I'm testing a website I'm developing and am using media queries.
When I test and resize the page in a browser, everything is good.
But when I test on my mobile device, I encounter a problem when I change the orientation of the phone.
If I load the page in landscape
mode, the correct CSS are applied.
When I change to portrait
, the CSS are also correct.
But if I go back to landscape
, the portrait
css classes are still being applied.
I'm using these metatags
<meta name="MobileOptimized" content="320">
<meta name="viewport" content="width=device-width, initial-scale=1.0, maximum-scale=1.0, user-scalable=no">
And in my media queries I have
@media
only screen and (max-width: 610px),
only screen and (max-width: 610px) and (orientation:landscape) { ... }
@media
only screen and (min-device-width: 240px) and (max-device-width: 520px),
only screen and (min-width: 240px) and (max-width: 520px) { ... }
I've alerted the device width to make sure it's ok and in landscape
mode it's 598px
wide and portrait
is 384px
I'm using a Nexus 4 (Android 4.3)
How come the CSS aren't applied once I change back the orientation?
EDIT:
If I load the site in portrait
and then change to landscape
, the CSS aren't applied.
It's as if once it goes to the smallest resolution, it can't go back.

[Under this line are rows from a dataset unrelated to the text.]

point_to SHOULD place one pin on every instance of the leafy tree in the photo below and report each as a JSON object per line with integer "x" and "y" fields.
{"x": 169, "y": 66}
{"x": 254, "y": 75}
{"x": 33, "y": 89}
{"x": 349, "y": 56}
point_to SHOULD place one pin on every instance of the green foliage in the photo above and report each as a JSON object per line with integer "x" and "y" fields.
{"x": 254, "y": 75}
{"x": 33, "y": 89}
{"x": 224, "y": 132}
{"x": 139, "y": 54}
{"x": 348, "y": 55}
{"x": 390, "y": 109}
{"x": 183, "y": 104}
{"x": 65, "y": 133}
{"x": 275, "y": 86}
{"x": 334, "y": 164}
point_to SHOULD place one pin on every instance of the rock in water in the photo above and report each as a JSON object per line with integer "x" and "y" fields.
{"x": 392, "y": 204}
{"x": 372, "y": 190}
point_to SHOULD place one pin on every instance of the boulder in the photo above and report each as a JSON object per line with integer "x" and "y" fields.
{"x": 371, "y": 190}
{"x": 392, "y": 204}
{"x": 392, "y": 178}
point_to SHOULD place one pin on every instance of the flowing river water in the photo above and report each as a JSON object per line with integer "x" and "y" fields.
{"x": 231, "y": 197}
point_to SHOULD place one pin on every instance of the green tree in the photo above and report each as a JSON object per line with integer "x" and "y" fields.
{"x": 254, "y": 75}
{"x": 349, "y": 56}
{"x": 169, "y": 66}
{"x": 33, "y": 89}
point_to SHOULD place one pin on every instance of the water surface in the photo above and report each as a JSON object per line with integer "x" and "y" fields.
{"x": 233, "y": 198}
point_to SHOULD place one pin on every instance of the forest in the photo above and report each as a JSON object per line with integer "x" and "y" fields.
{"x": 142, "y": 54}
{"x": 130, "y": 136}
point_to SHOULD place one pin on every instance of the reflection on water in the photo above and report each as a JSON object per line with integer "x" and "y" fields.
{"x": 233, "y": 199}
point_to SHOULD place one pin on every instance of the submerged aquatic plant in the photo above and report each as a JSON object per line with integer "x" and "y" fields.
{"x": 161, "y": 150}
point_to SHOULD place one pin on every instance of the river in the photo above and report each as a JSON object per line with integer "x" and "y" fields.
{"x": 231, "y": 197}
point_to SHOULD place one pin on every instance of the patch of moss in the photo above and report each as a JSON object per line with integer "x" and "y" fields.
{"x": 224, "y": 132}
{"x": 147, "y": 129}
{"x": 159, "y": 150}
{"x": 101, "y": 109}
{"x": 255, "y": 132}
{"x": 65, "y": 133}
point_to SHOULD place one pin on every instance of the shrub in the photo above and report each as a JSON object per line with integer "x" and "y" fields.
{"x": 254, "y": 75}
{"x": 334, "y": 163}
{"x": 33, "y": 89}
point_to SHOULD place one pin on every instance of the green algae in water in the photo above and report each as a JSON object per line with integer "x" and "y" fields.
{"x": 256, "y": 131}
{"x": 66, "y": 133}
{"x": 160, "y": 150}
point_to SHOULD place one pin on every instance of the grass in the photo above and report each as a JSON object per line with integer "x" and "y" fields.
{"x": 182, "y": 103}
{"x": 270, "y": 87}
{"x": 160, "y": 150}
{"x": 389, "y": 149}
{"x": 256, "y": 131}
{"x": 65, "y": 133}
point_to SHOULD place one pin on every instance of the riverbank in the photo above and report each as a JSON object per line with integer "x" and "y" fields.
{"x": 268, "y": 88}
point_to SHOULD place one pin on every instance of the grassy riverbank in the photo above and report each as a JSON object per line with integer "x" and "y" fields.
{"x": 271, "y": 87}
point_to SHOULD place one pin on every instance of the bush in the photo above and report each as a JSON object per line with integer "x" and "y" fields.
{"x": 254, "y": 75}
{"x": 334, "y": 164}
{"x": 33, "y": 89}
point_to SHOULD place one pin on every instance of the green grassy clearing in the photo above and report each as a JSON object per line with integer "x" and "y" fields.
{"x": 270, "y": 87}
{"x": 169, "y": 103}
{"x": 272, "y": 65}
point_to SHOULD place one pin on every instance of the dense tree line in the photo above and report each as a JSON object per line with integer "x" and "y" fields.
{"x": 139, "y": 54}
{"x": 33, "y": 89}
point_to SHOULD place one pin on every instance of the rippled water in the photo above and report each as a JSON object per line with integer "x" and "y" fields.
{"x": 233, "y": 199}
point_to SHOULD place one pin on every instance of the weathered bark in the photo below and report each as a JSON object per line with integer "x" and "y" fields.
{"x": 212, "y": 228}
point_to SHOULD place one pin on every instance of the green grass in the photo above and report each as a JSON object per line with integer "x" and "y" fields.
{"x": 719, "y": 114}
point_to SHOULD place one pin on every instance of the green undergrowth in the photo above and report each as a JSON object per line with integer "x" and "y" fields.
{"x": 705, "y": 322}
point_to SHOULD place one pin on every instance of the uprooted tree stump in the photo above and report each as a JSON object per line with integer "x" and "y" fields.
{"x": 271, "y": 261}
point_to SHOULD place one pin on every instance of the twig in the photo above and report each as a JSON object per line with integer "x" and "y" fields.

On my Nexus 4, I have something that looks like this and seems to work for your test cases:
<meta http-equiv='X-UA-Compatible' content='IE=edge,chrome=1'>
<meta name='viewport' content='width=device-width'>
And I make no reference to orientation in the media query, for example:
@media only screen and (max-width: 610px) { /* Some CSS here */ }
EDIT: Looks like you have to put max-device-width after the other max-width stuff in terms of the media queries. To quote vyx.ca in the comments below...
Just found my problem. Notice how I define 'max-device-width' before the rest. If I put that condition last, it works. 'max-device-width' is used for retina display.